My sons’ school is located on top of the Marcellus shale, one of the largest productive natural gas shale deposits in the US. At first, the gas industry approached our School Board and asked to drill underneath our school campus. Parents found out only four days before the school board was going to vote on it. To be honest, I’m just an ordinary mom and wasn’t looking for a battle, but I had to do something to protect my children. Parents gathered over 900 signatures on a petition opposing leasing the land under our school to be drilled.

We were thankful that the school district voted against drilling under the school, but that did not stop the well pad with the five natural gas wells from being proposed a half-mile away. Thankfully, I found some other parents in my community who wanted to protect their children’s health and safety too. We started a Facebook page with 400 members so we could communicate with each other. That’s when I learned the power of finding others in your community to stand with you.

Some of us took a more active role within our parent group, offering our skills where needed, and I tackled the science and public health issues related to natural gas operations. I learned that air pollution is associated with every phase of both oil and gas development. Diesel trucks and diesel motors that power the drill rig and equipment on the gas well pad spew harmful exhaust, including particulate matter. When the actual drilling happens, there are other pollutants that put health and safety at risk. These include methane and volatile organic compounds (VOC) that contribute to forming ground level ozone or smog. Smog can cause asthma attacks and damage children’s developing lungs.

But, learning that benzene which is a VOC often associated with natural gas operations brought me to my knees. Benzene is a known neurotoxin, and causes childhood leukemia. To know that I could be sending my child to school, which should be a safe place, but instead could be a cancer trigger, was extremely upsetting. How could I send my cancer survivor into an environment that could cause cancer?

Our parent group got organized and put a plan into motion.

We met with our school board, local environmental regulatory agency, local officials, and state representatives explaining that the gas wells would be located too close to the schools, putting 3,200 students' health and safety at risk. We went to the media to tell our story. We asked our neighbors to send letters to the school board, township, regulatory agency, representatives, and the media. This drew a lot of attention to the issue but also created tensions among neighbors. Those who wanted to lease their land to the natural gas industry for profit were very upset with our parent group, but all we wanted to do is protect our children. Unfortunately, we were not able to stop all the gas wells from being drilled, but we did get the number reduced to two gas wells and extra protections put in place.

What I have learned is that I can control many things in my children’s lives but I can’t control the quality of the air my children breathe outside. For this, I depend on our leaders. I will hold them accountable. I am not afraid to do that because it is my right as a mother and a resident. I now realize the power of my voice and the power of a community’s voice. That’s why I joined Moms Clean Air Force. I want to protect children who live, learn, and play near oil and gas operations while working to increase our use of clean and healthy energy sources.

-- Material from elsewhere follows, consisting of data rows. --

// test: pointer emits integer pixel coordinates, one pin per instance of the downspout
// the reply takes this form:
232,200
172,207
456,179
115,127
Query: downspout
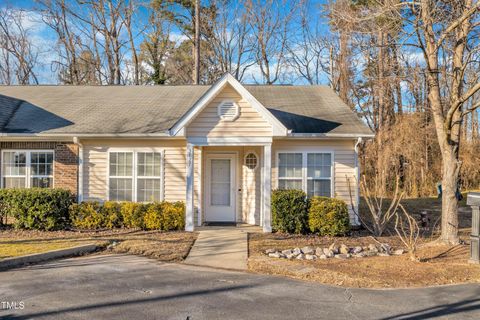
357,177
76,140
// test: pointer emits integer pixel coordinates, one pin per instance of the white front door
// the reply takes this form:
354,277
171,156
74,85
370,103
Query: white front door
220,188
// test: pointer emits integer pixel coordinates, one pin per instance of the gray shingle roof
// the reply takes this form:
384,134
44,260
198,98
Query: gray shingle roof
155,109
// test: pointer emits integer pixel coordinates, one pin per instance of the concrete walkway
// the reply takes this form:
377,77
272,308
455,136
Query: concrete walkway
221,247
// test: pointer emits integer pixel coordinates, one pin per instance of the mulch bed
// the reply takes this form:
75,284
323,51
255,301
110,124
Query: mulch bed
438,265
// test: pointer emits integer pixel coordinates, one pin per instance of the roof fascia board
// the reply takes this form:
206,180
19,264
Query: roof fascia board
278,128
331,135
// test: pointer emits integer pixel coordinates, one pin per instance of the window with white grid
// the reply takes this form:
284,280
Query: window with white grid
135,176
290,171
307,171
27,169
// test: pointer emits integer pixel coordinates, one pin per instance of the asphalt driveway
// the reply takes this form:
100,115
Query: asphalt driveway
129,287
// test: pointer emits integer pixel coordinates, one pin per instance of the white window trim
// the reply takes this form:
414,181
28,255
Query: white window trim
134,176
245,160
304,177
237,110
28,176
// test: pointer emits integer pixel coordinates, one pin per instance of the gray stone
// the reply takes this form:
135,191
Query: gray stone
334,248
344,249
360,254
308,250
296,251
275,255
372,248
357,250
386,247
329,253
370,253
290,256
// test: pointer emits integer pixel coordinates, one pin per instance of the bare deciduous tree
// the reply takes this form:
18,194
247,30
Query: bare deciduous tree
270,22
18,55
408,231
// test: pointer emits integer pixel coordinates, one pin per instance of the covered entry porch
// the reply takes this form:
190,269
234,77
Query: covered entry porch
229,181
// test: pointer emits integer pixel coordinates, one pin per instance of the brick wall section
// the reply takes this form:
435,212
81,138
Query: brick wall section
65,168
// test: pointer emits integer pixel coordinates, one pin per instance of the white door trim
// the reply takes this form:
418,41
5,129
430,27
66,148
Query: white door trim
233,156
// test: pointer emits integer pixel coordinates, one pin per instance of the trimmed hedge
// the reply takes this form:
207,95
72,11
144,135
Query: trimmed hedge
328,216
165,216
37,208
289,211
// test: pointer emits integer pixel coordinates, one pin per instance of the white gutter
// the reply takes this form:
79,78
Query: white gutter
76,140
85,135
357,177
330,135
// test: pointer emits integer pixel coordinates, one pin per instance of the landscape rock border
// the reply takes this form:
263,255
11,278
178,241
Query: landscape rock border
335,251
10,263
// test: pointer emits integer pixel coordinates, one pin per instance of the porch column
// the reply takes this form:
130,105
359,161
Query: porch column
189,224
267,187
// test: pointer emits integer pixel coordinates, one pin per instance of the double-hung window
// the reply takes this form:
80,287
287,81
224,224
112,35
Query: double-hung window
135,176
307,171
27,169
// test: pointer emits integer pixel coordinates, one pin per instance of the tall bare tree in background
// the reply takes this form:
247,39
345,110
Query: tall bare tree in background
446,33
270,22
231,42
18,55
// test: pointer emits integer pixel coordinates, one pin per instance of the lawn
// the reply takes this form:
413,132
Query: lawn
165,246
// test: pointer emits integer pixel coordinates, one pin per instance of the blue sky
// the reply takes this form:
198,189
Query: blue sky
45,38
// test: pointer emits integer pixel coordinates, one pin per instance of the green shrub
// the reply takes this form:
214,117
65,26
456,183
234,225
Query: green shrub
173,216
87,215
165,216
153,216
37,208
289,211
133,214
328,216
112,215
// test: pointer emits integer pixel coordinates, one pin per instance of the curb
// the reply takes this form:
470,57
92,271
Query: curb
10,263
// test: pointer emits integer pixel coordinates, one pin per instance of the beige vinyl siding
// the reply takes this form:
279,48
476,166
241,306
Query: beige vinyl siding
344,163
249,123
95,154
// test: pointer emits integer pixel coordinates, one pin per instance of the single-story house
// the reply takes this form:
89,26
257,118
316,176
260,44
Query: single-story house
221,149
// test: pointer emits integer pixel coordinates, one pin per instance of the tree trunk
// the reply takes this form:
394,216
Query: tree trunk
451,169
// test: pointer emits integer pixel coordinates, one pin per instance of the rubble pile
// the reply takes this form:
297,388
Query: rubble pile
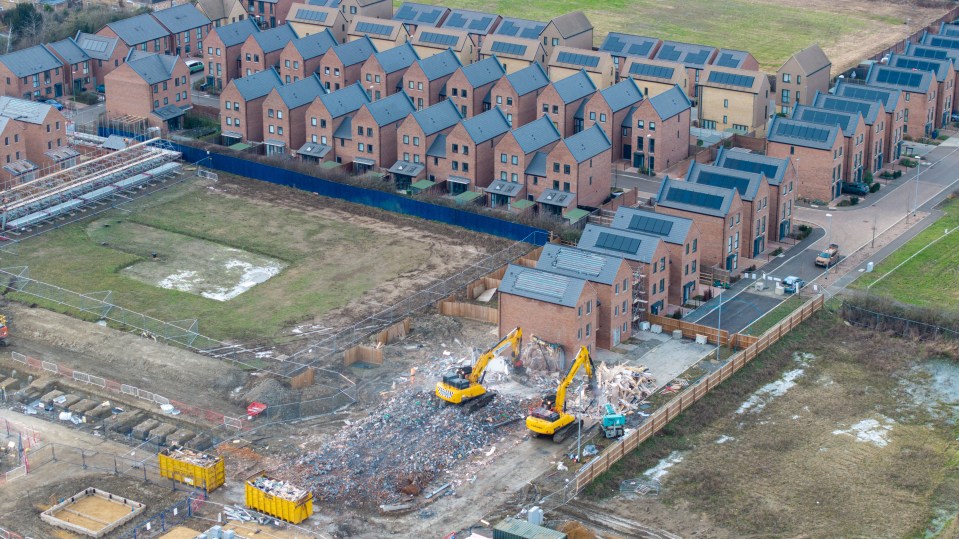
397,450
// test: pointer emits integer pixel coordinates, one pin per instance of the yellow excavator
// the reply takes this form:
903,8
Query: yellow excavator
466,383
551,419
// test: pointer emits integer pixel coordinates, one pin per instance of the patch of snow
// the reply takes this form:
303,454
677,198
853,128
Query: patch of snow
870,430
661,469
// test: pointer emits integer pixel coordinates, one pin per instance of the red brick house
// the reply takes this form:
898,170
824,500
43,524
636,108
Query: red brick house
300,58
383,73
261,50
420,138
155,87
516,94
284,115
717,212
470,85
325,116
425,80
682,238
241,106
609,275
816,150
660,130
558,309
223,51
612,110
469,152
342,64
521,163
648,260
563,102
368,138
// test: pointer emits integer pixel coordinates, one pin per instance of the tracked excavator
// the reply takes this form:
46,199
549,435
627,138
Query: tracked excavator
465,385
551,418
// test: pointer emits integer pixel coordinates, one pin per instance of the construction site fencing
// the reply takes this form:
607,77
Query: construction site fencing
208,416
687,398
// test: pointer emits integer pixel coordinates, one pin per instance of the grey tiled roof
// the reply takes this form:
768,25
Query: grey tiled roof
345,101
574,262
301,92
391,109
627,244
670,228
773,168
438,117
575,86
181,18
747,183
258,84
236,33
536,134
314,45
152,67
621,95
355,52
397,58
69,51
846,121
542,286
138,29
670,103
529,79
869,109
98,47
695,197
889,98
483,72
799,133
623,45
440,65
588,143
523,28
275,39
30,61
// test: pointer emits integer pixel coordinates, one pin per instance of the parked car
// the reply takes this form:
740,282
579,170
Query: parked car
793,284
196,66
855,188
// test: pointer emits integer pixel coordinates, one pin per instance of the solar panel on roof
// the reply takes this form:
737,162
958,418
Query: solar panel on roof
578,59
373,28
695,198
508,48
651,225
615,242
439,39
649,70
731,79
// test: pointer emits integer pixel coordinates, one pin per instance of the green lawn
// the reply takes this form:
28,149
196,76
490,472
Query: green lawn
771,31
325,263
930,279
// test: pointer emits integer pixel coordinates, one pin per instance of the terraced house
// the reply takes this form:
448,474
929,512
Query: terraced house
717,212
919,93
780,174
647,256
734,100
681,237
815,149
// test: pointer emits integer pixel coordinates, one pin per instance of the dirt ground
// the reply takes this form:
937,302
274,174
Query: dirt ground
862,445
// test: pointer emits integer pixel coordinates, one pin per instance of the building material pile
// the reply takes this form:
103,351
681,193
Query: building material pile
396,451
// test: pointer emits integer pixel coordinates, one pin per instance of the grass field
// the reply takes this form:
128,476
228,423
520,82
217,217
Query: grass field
771,31
931,278
325,263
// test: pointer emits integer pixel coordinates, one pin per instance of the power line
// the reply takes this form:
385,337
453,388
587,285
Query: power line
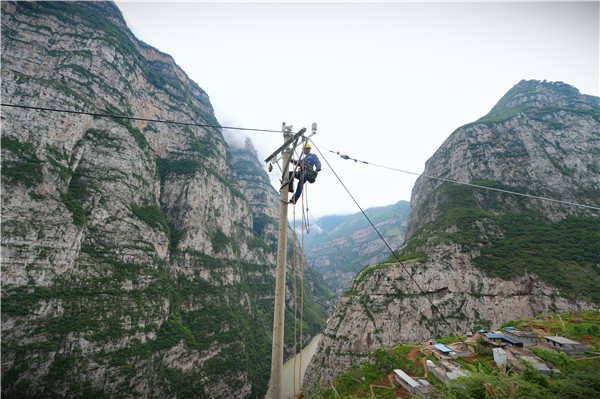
346,157
137,118
433,307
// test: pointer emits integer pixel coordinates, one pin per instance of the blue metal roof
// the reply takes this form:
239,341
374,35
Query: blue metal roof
443,348
502,336
490,335
512,341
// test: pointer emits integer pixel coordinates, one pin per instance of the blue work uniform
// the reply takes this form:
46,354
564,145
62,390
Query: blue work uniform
310,161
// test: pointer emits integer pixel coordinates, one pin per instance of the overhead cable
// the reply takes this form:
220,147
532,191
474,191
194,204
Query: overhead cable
401,264
346,157
137,118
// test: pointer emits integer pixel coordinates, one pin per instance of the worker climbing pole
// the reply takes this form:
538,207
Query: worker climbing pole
283,153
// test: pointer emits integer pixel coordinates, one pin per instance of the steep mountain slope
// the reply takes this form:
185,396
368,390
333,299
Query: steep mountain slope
357,242
131,265
477,257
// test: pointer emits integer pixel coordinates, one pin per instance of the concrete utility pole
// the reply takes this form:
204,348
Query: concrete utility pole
275,387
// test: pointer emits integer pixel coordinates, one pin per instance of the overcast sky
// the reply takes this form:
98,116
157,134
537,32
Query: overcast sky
387,83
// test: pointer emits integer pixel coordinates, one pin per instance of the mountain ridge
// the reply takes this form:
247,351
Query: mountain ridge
352,243
458,237
132,264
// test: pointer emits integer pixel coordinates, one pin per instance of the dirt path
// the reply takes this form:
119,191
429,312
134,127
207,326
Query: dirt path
391,386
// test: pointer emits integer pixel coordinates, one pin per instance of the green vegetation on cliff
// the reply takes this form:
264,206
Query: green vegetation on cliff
579,376
564,254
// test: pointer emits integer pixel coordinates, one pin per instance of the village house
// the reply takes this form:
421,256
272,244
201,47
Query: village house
526,337
501,339
566,345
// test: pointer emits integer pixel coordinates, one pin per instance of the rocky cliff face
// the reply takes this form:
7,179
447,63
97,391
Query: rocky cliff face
131,260
475,257
343,251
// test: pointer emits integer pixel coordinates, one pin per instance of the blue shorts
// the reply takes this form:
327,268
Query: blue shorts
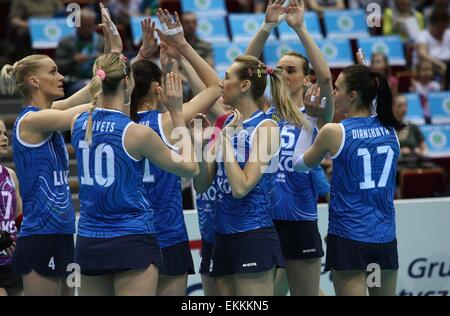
206,254
9,279
97,256
48,255
252,251
299,240
177,260
345,254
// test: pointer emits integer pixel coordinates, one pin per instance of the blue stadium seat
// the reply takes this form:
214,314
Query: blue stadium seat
225,53
345,24
273,51
415,112
213,29
46,33
205,7
391,46
437,138
338,53
440,107
245,26
311,23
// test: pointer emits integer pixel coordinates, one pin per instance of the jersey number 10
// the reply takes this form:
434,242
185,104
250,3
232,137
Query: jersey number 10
367,162
100,151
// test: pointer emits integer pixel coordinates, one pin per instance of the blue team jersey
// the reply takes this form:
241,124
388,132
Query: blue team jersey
252,211
293,196
163,191
43,173
363,184
112,197
206,203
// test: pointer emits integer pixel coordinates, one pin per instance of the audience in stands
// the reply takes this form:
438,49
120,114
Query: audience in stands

Across the nation, there are many people whose health is put at risk from the oil and gas industry. 2.9 million children like mine go to school within one-half mile of oil and gas facilities. 12.6 million people live within one-half mile of oil and gas facilities. My hope is that people will take action to protect children from air pollution. Every person's voice is powerful and together we can make a huge difference. Just look what a group of parents were able to accomplish in my town. We had 900 signatures on a petition that stopped the drilling from going under our school. Before, I underestimated the power of my voice. I won’t do that again. When I hold leaders accountable for my children’s health, that is powerful".